The taint-based variant
A second rule, rs.auth.missing_ownership_check.taint, folds the same logic into the SSA/taint engine using the Cap::UNAUTHORIZED_ID capability (bit 12). Request-bound handler parameters seed UNAUTHORIZED_ID into taint state; ownership checks act as sanitizers that strip the cap; sinks that take scoped IDs require it absent.
This path is off by default while the standalone analyser carries the stable signal. Enable both:
[scanner]
enable_auth_as_taint = true
Run them together; if both fire for the same site, treat it as the same finding (the taint variant carries fuller flow evidence).
Tuning
Add a project-specific authorization helper
[[analysis.languages.rust.rules]]
matchers = ["require_subscription", "ensure_paid_seat"]
kind = "sanitizer"
cap = "unauthorized_id"
The same rule recognised in the standalone analyser also strips Cap::UNAUTHORIZED_ID for the taint-based variant.
Recognised actor names
Recognised by default: user.id, user.user_id, user.uid, session.user_id, current_user.id, plus typed extractor parameters with CurrentUser, SessionUser, AuthUser, Extension<...> shapes.

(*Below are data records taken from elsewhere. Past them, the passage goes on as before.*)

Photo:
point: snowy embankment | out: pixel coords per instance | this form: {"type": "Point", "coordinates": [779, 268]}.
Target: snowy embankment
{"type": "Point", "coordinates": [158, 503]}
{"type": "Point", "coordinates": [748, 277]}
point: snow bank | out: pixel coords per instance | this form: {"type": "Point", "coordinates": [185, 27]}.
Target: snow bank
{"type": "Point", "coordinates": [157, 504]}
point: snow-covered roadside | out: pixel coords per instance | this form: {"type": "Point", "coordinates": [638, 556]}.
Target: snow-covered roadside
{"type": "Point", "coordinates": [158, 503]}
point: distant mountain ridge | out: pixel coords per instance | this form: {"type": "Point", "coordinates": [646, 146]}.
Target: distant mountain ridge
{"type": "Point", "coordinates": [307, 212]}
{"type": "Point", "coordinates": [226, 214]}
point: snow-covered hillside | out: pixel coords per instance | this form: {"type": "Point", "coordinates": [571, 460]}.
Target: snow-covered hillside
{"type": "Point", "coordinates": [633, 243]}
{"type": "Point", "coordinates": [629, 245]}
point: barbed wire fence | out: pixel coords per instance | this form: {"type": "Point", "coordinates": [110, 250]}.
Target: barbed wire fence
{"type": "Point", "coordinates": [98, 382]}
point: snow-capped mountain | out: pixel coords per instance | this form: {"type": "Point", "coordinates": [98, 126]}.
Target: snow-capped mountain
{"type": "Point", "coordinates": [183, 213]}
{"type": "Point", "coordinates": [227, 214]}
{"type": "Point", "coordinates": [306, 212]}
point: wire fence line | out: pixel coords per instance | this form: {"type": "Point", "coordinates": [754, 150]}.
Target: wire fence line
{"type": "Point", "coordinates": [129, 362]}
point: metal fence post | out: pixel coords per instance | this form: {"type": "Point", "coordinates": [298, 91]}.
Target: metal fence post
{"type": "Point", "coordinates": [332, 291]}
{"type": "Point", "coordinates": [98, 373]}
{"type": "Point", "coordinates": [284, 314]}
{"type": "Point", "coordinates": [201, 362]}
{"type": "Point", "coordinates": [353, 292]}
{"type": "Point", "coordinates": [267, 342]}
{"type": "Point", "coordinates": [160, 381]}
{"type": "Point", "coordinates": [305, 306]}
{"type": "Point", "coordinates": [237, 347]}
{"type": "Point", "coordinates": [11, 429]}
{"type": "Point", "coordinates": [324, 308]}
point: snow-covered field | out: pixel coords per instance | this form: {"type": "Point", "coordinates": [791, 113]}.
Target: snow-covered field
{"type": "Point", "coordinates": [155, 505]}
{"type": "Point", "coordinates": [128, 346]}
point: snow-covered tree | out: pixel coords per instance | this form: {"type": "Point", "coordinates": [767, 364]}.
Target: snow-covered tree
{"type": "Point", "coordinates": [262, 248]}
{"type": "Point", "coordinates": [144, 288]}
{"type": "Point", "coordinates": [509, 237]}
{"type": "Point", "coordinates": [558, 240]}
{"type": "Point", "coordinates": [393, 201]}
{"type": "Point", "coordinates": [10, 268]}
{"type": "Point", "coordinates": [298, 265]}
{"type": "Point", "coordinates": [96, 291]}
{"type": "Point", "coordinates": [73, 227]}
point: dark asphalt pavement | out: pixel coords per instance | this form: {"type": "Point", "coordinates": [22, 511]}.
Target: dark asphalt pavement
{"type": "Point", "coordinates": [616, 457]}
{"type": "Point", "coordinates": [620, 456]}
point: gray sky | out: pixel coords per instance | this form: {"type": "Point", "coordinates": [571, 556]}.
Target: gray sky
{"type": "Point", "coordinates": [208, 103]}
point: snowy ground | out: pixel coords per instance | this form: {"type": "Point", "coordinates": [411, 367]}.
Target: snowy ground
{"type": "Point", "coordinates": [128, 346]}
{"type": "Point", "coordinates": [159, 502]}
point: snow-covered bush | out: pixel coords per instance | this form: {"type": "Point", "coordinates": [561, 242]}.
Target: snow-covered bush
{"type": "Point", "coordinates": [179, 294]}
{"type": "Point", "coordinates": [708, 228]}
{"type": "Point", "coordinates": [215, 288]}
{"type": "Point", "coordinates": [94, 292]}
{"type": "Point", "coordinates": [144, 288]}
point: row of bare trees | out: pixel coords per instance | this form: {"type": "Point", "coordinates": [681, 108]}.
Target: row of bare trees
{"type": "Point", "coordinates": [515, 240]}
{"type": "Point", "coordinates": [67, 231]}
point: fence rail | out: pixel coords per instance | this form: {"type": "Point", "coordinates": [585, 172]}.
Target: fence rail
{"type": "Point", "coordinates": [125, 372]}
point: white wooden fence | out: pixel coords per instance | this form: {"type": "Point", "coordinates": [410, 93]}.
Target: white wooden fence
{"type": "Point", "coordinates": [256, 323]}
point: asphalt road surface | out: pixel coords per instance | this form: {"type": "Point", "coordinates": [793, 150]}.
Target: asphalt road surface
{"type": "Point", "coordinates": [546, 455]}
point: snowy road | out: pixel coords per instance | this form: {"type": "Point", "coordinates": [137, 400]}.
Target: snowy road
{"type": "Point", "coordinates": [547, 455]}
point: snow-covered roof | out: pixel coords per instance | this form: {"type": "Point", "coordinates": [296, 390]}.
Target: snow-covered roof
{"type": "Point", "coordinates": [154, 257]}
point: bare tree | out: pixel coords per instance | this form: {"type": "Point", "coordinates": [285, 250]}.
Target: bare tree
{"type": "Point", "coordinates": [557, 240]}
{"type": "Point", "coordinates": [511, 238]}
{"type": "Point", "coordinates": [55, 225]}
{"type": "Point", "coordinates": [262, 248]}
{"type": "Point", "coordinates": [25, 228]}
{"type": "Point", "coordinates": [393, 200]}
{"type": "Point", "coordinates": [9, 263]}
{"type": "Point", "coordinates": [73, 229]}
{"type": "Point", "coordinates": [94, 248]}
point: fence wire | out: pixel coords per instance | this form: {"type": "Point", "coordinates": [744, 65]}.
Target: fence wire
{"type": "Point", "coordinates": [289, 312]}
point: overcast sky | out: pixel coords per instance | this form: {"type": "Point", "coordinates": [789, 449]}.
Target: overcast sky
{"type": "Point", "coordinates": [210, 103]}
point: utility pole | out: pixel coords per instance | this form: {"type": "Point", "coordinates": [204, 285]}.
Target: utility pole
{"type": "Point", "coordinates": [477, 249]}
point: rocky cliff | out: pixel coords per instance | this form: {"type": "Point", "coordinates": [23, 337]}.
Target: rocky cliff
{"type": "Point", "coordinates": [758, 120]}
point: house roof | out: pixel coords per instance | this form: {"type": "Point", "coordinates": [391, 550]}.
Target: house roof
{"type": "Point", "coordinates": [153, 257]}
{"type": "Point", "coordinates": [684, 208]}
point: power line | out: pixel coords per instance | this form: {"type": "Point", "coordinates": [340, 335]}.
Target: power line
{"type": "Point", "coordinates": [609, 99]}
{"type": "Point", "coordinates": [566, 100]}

To add a custom binding pattern, file an issue or add a fixture; the heuristic is in src/auth_analysis/checks.rs under extract_validation_target and friends.
Suppress
Inline:
#![allow(unused)]
fn main() {
db.insert(widget_id, value)?; // nyx:ignore rs.auth.missing_ownership_check
}
Or filter by severity / confidence in CI:
nyx scan . --severity ">=MEDIUM" --min-confidence medium
In the UI
Auth findings render alongside taint findings in the browser UI. The flow visualiser shows the sink call, the actor reference (when one was found), and any helper-summary path the engine traversed; the How to fix panel mirrors the rule’s recommendation.

Where the work was done
The remediation work is documented release-by-release in tests/benchmark/RESULTS.md under the Rust auth row. Phases A1 through B5 (precision and structural improvements) and Phase C (taint-based variant) all landed on the 0.5.0 release branch. The benchmark corpus at tests/benchmark/corpus/rust/auth/ is 10 fixtures covering the five FP patterns plus a true-positive control.